Blood clotting is produced by a complex cascade of protein interactions, culminating in the formation of fibrin, a fibrous protein that seals wounds. Thrombin controls the last step of this process—the conversion of fibrinogen to fibrin.

Bhatia’s new test uses iron oxide nanoparticles, which the Food and Drug Administration has approved for human use, coated with peptides (short proteins) that are specialized to interact with thrombin. After being injected into mice, the nanoparticles travel throughout their bodies. When the particles encounter thrombin, the thrombin cleaves the peptides into fragments that are then excreted in the animals’ urine.

Once the urine is collected, the protein fragments can be identified by treating the sample with antibodies that latch onto them.
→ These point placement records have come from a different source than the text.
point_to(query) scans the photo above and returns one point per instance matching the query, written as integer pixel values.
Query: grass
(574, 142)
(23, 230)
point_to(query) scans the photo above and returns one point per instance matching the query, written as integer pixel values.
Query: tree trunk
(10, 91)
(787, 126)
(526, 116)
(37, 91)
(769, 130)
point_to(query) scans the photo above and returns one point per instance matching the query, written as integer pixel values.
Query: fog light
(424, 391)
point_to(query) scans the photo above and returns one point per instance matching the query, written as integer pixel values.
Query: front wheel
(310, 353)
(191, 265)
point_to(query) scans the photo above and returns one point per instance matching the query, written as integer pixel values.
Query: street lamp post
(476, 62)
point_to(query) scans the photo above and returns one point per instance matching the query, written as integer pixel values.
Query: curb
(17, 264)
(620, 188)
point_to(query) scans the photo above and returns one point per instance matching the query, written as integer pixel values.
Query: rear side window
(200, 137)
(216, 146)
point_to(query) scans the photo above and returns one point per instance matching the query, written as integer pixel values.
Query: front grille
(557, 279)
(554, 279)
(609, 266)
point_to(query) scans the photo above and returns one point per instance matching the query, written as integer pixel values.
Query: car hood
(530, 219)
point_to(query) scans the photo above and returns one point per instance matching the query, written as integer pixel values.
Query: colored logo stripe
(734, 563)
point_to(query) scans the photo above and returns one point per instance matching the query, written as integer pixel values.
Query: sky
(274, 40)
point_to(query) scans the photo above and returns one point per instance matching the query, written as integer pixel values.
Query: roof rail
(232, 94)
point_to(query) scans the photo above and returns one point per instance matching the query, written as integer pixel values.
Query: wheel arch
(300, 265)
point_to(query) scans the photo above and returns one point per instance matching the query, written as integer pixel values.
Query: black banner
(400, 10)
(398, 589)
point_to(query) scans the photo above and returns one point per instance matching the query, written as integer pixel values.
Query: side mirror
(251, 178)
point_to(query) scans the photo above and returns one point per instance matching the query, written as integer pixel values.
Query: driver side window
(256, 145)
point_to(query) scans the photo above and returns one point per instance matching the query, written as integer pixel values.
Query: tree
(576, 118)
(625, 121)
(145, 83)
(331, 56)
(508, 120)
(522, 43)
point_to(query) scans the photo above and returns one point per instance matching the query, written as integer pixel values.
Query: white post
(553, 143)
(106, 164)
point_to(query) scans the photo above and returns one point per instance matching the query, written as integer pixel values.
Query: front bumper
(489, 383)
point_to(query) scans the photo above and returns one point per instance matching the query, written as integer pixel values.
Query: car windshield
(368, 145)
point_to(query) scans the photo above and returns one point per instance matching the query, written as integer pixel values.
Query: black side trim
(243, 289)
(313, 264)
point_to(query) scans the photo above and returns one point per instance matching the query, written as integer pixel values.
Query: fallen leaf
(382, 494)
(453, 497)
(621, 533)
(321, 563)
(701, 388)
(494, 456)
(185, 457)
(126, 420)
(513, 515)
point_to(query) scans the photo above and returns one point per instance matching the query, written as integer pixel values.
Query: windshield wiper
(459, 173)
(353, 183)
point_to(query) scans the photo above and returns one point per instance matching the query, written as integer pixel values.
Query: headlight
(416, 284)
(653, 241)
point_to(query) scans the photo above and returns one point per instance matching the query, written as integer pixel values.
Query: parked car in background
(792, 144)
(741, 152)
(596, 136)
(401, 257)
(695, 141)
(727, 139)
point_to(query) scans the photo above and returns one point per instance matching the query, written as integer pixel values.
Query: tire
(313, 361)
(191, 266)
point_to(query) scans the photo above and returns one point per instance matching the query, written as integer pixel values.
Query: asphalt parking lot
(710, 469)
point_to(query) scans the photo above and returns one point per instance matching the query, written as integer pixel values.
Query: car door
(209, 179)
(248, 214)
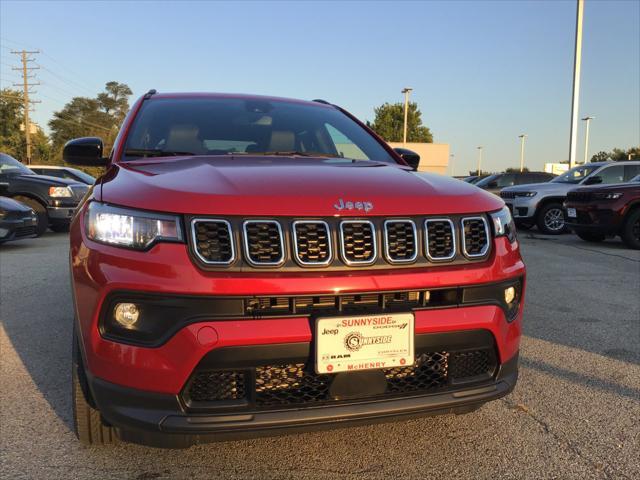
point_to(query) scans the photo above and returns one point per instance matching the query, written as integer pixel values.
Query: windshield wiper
(140, 152)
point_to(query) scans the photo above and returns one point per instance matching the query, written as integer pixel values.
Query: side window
(614, 174)
(631, 171)
(343, 144)
(506, 180)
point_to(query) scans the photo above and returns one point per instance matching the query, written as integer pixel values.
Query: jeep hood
(295, 186)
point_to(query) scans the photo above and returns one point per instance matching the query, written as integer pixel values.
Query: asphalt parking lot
(574, 414)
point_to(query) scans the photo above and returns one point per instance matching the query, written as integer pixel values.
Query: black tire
(41, 212)
(631, 230)
(59, 227)
(87, 422)
(591, 236)
(550, 219)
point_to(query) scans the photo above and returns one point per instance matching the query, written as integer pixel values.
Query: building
(434, 157)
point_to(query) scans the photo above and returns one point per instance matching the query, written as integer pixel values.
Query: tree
(389, 123)
(91, 117)
(12, 137)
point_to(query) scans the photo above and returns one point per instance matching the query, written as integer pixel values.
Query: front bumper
(163, 420)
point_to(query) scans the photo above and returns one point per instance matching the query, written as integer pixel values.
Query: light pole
(577, 62)
(586, 138)
(407, 91)
(522, 137)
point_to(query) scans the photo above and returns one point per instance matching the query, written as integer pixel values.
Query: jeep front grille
(440, 239)
(400, 241)
(475, 237)
(312, 242)
(213, 241)
(263, 242)
(358, 242)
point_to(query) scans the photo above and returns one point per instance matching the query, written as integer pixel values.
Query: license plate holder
(364, 342)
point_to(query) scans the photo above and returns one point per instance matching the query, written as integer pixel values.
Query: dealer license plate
(365, 342)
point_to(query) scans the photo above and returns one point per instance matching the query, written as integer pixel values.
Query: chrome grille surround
(487, 234)
(454, 247)
(374, 250)
(387, 254)
(247, 245)
(194, 236)
(296, 252)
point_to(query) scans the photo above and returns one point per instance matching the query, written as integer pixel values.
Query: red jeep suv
(252, 264)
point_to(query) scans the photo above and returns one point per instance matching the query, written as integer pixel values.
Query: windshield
(576, 174)
(10, 166)
(234, 126)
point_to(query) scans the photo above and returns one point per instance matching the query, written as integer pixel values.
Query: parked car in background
(541, 203)
(63, 172)
(53, 199)
(597, 212)
(17, 220)
(496, 182)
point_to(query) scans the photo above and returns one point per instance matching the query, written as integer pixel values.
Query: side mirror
(409, 156)
(593, 180)
(85, 151)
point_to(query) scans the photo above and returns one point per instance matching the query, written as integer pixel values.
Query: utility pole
(24, 54)
(407, 91)
(575, 101)
(522, 137)
(586, 138)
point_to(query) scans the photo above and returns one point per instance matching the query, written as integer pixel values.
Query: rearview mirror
(85, 151)
(409, 156)
(593, 180)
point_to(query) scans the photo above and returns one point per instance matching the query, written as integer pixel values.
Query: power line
(26, 59)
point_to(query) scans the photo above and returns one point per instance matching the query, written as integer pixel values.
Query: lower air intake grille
(216, 387)
(263, 242)
(440, 239)
(475, 236)
(358, 242)
(296, 385)
(312, 242)
(400, 241)
(213, 241)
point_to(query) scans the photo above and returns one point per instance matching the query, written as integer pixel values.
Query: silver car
(541, 203)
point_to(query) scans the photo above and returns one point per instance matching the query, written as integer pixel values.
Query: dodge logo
(363, 206)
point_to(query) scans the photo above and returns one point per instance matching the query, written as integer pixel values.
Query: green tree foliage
(91, 117)
(12, 138)
(389, 123)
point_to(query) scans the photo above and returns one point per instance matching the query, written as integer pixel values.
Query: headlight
(60, 192)
(607, 196)
(130, 228)
(503, 225)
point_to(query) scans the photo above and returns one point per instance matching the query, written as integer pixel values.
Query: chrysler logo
(363, 206)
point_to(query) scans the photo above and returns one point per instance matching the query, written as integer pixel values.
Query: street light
(586, 137)
(406, 92)
(522, 137)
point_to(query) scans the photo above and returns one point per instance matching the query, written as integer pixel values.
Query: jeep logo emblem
(362, 206)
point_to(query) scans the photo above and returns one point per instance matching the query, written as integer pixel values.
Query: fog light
(126, 314)
(509, 295)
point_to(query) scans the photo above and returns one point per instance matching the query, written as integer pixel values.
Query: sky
(483, 72)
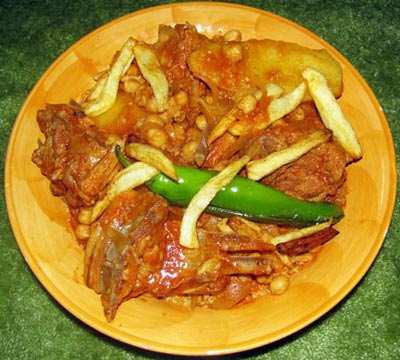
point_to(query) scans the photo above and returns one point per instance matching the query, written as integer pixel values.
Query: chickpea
(279, 285)
(233, 35)
(181, 98)
(233, 52)
(85, 216)
(247, 103)
(156, 136)
(82, 232)
(189, 149)
(201, 122)
(151, 105)
(193, 134)
(154, 119)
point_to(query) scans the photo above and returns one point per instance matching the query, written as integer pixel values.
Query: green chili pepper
(242, 197)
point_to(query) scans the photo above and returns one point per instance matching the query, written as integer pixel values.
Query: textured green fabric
(366, 325)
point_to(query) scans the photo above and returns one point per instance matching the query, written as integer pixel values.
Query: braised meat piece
(76, 157)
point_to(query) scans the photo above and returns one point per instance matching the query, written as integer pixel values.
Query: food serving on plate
(204, 171)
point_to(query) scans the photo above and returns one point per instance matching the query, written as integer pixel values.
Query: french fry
(297, 234)
(257, 169)
(283, 105)
(105, 93)
(153, 157)
(152, 72)
(188, 233)
(331, 112)
(130, 177)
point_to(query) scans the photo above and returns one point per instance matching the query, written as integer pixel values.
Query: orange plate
(41, 227)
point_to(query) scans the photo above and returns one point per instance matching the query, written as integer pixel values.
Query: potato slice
(130, 177)
(153, 157)
(285, 104)
(188, 234)
(297, 234)
(105, 93)
(257, 169)
(331, 112)
(152, 72)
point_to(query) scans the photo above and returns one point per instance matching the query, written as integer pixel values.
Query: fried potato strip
(331, 112)
(297, 234)
(188, 233)
(257, 169)
(105, 92)
(152, 72)
(153, 157)
(285, 104)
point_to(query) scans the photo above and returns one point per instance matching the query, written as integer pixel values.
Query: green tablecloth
(366, 325)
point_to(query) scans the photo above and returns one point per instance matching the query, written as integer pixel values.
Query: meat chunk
(76, 157)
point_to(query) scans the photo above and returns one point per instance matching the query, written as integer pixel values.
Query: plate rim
(323, 309)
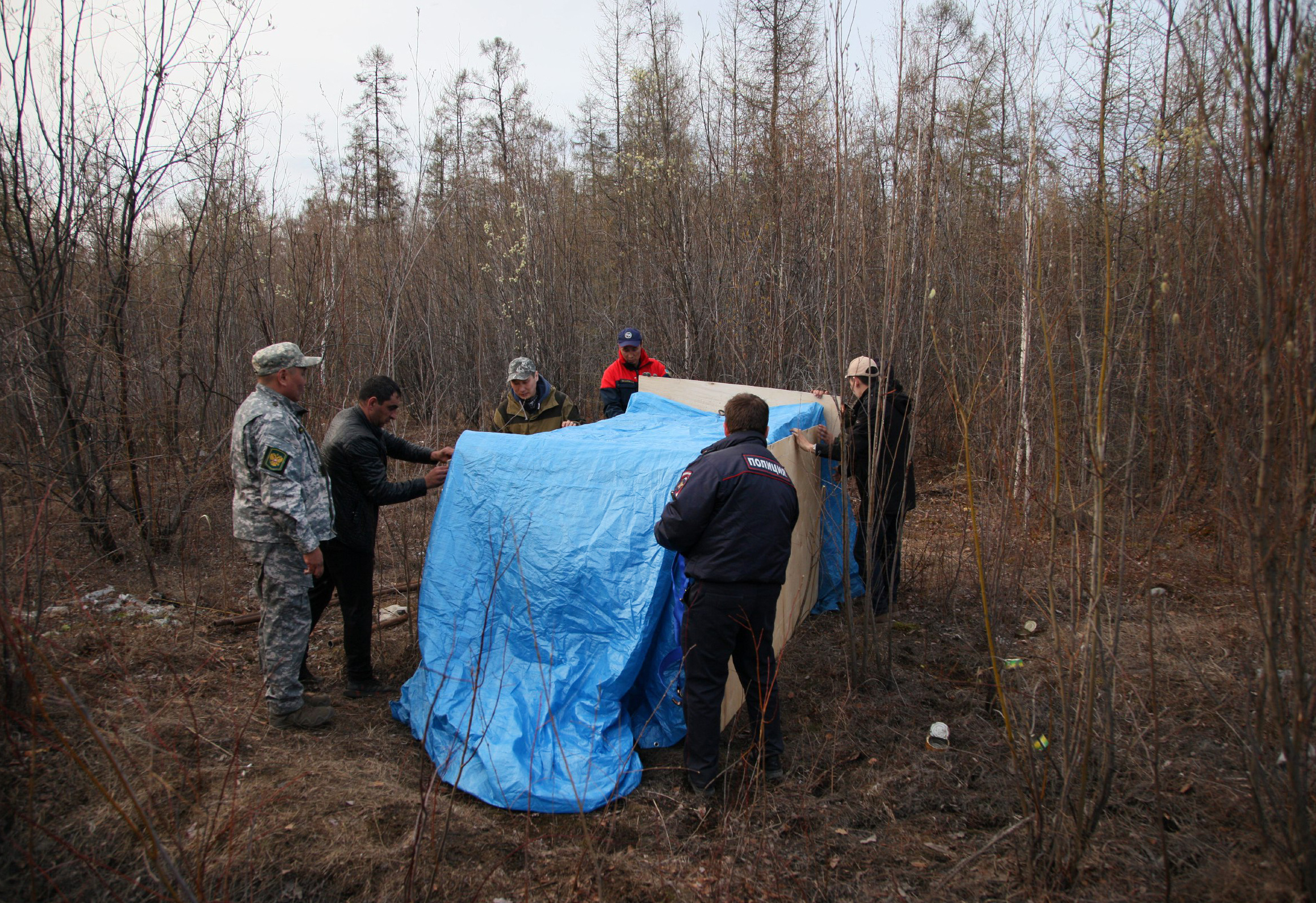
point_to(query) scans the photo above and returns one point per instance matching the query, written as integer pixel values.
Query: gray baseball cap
(520, 369)
(280, 356)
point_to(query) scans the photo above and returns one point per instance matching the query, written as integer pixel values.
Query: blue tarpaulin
(548, 615)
The researchers showed that the quantity of these fragments found in the urine is directly proportional to the level of blood clotting in the mice’s lungs.

Bhatia says she envisions this test being used to screen patients who come to the emergency room complaining of symptoms that might indicate a blood clot, allowing doctors to rapidly triage such patients and determine if more tests are needed.

Another application is monitoring patients who are at high risk for a clot—for example, people who have to spend a lot of time in bed after an operation. The particles could also be adapted to monitor and diagnose cancer, or to track liver, pulmonary, and kidney fibrosis, Bhatia says.